Being a pupil at Beaumont Hall did set you apart from any other educational institution and the uniform was part of that. There was little vanity in a teenager wearing shorts when they had the option to wear long trousers. There was little vanity in wearing padding at any age past being a toddler. Yet the ethos of the school meant that despite these possible barriers, the pupils had decided what they thought was best for them and adopted the uniform you now see. No one was made to wear shorts except as part of the under thirteen’s dress uniform... to everyone else it was a choice.

It was choice that made the school so important. It was choice that made the students that bit more independent. It was choice that equipped everyone with the knowledge that a boy can achieve anything... even if he does so whilst wearing a nappy.

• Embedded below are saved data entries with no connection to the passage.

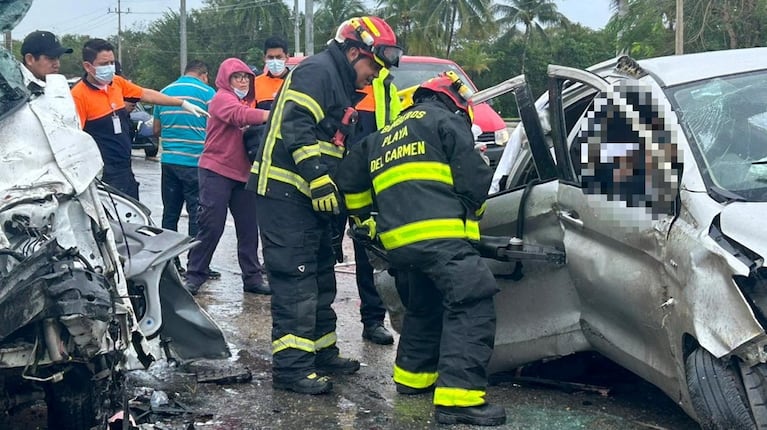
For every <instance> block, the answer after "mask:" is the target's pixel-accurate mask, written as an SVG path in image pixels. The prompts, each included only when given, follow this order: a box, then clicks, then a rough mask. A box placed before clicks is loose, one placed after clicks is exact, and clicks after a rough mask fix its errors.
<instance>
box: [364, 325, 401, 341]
mask: <svg viewBox="0 0 767 430" xmlns="http://www.w3.org/2000/svg"><path fill="white" fill-rule="evenodd" d="M362 338H363V339H365V340H369V341H371V342H373V343H377V344H378V345H391V344H393V343H394V336H392V335H391V333H390V332H389V330H386V327H384V326H383V323H377V324H371V325H366V326H365V328H364V329H363V330H362Z"/></svg>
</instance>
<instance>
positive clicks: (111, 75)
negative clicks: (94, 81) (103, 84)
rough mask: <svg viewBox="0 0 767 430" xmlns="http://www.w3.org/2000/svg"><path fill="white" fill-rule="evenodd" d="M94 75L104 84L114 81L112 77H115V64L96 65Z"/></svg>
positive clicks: (99, 80) (94, 75)
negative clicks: (95, 68) (114, 64)
mask: <svg viewBox="0 0 767 430" xmlns="http://www.w3.org/2000/svg"><path fill="white" fill-rule="evenodd" d="M93 77H94V78H96V80H97V81H99V82H101V83H102V84H108V83H110V82H112V79H114V77H115V65H114V64H107V65H106V66H96V73H95V74H94V75H93Z"/></svg>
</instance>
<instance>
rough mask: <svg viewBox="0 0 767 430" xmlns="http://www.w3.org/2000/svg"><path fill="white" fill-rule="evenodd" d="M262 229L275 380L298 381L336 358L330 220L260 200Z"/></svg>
mask: <svg viewBox="0 0 767 430" xmlns="http://www.w3.org/2000/svg"><path fill="white" fill-rule="evenodd" d="M257 205H258V208H259V210H258V227H259V230H260V232H261V241H262V244H263V252H264V263H265V265H266V269H267V273H268V275H269V285H270V286H271V288H272V305H271V309H272V377H273V378H275V379H280V380H287V381H290V380H297V379H301V378H304V377H306V376H307V375H309V374H311V373H313V372H314V371H315V368H314V360H315V357H316V356H323V357H324V358H330V357H335V356H337V355H338V348H337V347H336V313H335V311H333V308H332V307H331V304H332V303H333V300H335V297H336V278H335V272H334V265H335V256H334V255H333V249H332V247H331V244H330V239H331V225H330V218H328V217H324V216H322V215H319V214H317V213H316V212H314V211H313V210H312V208H311V207H309V206H304V205H301V204H298V203H293V202H290V201H286V200H279V199H273V198H269V197H262V196H259V197H258V202H257Z"/></svg>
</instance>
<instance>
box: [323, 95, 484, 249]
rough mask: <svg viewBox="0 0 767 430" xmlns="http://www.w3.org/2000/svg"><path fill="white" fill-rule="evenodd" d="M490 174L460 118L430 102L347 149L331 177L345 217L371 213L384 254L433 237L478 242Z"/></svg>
mask: <svg viewBox="0 0 767 430" xmlns="http://www.w3.org/2000/svg"><path fill="white" fill-rule="evenodd" d="M492 174H493V172H492V170H491V169H490V167H489V166H488V165H487V164H486V163H485V162H484V160H483V159H482V157H481V156H480V154H479V153H478V152H477V151H476V150H475V149H474V138H473V135H472V133H471V129H470V125H469V122H468V121H467V120H466V118H465V117H463V116H459V115H458V114H456V113H453V112H451V111H450V110H448V108H447V107H446V106H445V105H444V104H443V103H442V102H439V101H436V100H430V101H425V102H422V103H419V104H417V105H414V106H412V107H410V108H408V109H406V110H405V111H403V112H402V113H401V114H400V116H399V117H397V118H396V119H395V120H394V121H393V122H392V123H391V124H389V125H387V126H385V127H384V128H383V129H381V130H380V131H378V132H376V133H374V134H372V135H370V136H369V137H368V138H366V139H365V140H363V141H362V143H361V144H360V145H356V146H353V147H351V148H350V150H349V153H348V154H347V155H346V158H345V159H344V160H343V161H342V162H341V165H340V166H339V169H338V173H337V174H336V176H335V181H336V184H337V185H338V187H339V190H340V191H341V192H342V193H344V201H345V204H346V209H347V210H348V212H349V214H350V215H358V216H360V217H361V218H363V219H364V218H367V217H368V216H369V215H370V214H371V212H373V211H374V209H375V211H377V213H378V214H377V215H376V217H375V219H376V226H377V227H376V229H377V231H378V233H379V239H380V240H381V244H382V245H383V246H384V248H386V249H387V250H393V249H396V248H399V247H402V246H408V245H413V244H419V246H420V245H423V246H428V241H430V240H433V239H469V240H479V224H478V221H479V216H480V215H481V211H480V208H482V207H483V205H484V202H485V199H486V197H487V189H488V187H489V186H490V180H491V178H492Z"/></svg>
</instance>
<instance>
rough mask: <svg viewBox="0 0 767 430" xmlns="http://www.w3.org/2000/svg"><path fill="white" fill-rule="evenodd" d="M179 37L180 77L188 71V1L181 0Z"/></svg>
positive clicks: (179, 17) (179, 16)
mask: <svg viewBox="0 0 767 430" xmlns="http://www.w3.org/2000/svg"><path fill="white" fill-rule="evenodd" d="M178 19H179V23H180V25H179V33H180V34H179V37H180V39H181V46H179V58H180V63H181V64H180V66H181V71H180V72H179V74H180V75H183V74H184V70H185V69H186V49H187V48H186V0H181V10H180V12H179V16H178Z"/></svg>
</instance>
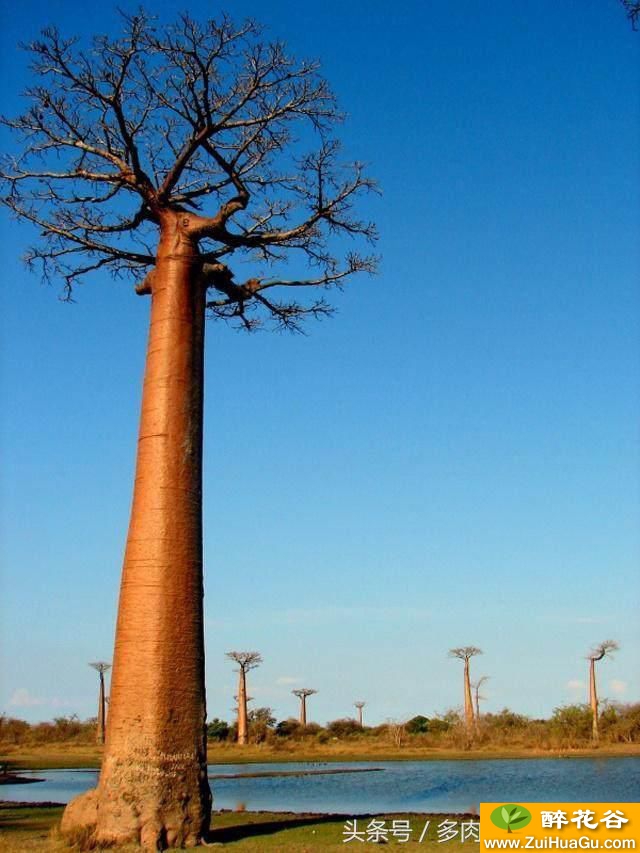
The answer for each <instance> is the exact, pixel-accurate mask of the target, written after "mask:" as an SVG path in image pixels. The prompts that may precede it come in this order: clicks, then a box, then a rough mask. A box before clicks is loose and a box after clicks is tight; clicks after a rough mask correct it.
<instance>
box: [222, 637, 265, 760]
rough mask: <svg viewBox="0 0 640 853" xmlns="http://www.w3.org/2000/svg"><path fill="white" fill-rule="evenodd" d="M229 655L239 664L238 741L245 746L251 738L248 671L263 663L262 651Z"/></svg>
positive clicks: (230, 652)
mask: <svg viewBox="0 0 640 853" xmlns="http://www.w3.org/2000/svg"><path fill="white" fill-rule="evenodd" d="M227 657H228V658H230V659H231V660H233V661H235V662H236V663H237V664H238V669H237V670H236V672H237V673H238V695H237V697H236V700H237V702H238V738H237V739H238V743H239V744H240V745H241V746H244V745H245V744H246V743H247V742H248V740H249V723H248V711H247V703H248V702H249V697H248V696H247V673H248V672H250V671H251V670H252V669H255V668H256V667H257V666H260V664H261V663H262V655H261V654H260V652H227Z"/></svg>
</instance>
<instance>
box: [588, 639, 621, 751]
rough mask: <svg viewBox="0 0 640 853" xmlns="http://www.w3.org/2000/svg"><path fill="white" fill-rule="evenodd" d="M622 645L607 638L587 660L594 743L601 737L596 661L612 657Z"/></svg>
mask: <svg viewBox="0 0 640 853" xmlns="http://www.w3.org/2000/svg"><path fill="white" fill-rule="evenodd" d="M619 648H620V647H619V646H618V644H617V643H616V641H615V640H605V641H604V642H603V643H599V644H598V645H597V646H594V647H593V648H592V649H591V651H590V652H589V654H588V655H587V660H588V661H589V705H590V706H591V735H592V738H593V741H594V743H597V742H598V740H599V737H600V733H599V731H598V691H597V688H596V662H597V661H599V660H603V659H604V658H607V657H611V655H612V654H613V653H614V652H616V651H617V650H618V649H619Z"/></svg>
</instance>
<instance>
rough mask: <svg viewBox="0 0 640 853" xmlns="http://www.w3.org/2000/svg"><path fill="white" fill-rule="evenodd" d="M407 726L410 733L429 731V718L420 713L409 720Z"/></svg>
mask: <svg viewBox="0 0 640 853" xmlns="http://www.w3.org/2000/svg"><path fill="white" fill-rule="evenodd" d="M406 728H407V732H408V733H409V734H410V735H421V734H424V733H425V732H428V731H429V718H428V717H424V716H423V715H422V714H418V715H417V716H416V717H412V718H411V719H410V720H409V722H408V723H407V726H406Z"/></svg>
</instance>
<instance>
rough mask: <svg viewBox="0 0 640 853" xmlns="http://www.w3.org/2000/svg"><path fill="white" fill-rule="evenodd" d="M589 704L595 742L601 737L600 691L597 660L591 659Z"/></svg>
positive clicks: (591, 731) (591, 726)
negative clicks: (598, 716)
mask: <svg viewBox="0 0 640 853" xmlns="http://www.w3.org/2000/svg"><path fill="white" fill-rule="evenodd" d="M589 704H590V705H591V736H592V738H593V740H594V742H597V741H598V740H599V737H600V733H599V731H598V693H597V690H596V662H595V660H594V659H593V658H591V659H590V660H589Z"/></svg>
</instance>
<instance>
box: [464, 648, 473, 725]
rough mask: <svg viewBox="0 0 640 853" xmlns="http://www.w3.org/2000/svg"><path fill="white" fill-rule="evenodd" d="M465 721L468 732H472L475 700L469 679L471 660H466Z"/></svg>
mask: <svg viewBox="0 0 640 853" xmlns="http://www.w3.org/2000/svg"><path fill="white" fill-rule="evenodd" d="M464 721H465V725H466V727H467V731H471V729H472V728H473V723H474V716H473V700H472V698H471V679H470V677H469V658H468V657H467V658H465V660H464Z"/></svg>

Many ex-pupils who achieved fame and fortune were thankful for what Beaumont Hall offered. It had helped in social interaction with others setting them apart from their peers from some of the more, expensive, privileged and self-aggrandised public schools.

It was not unheard of that the love of protection and the security such padding offered was also not something that was jettisoned by many of the school’s students. As Simon would find out over his stay, the feeling such an item instilled was an elusive yet comforting factor throughout his school years.

Nappies, though not for everyone and often frowned upon by some were, as far as students who had been educated at Beaumont Hall, an actual positive in their lives and one that they chose not to give up easily... if at all.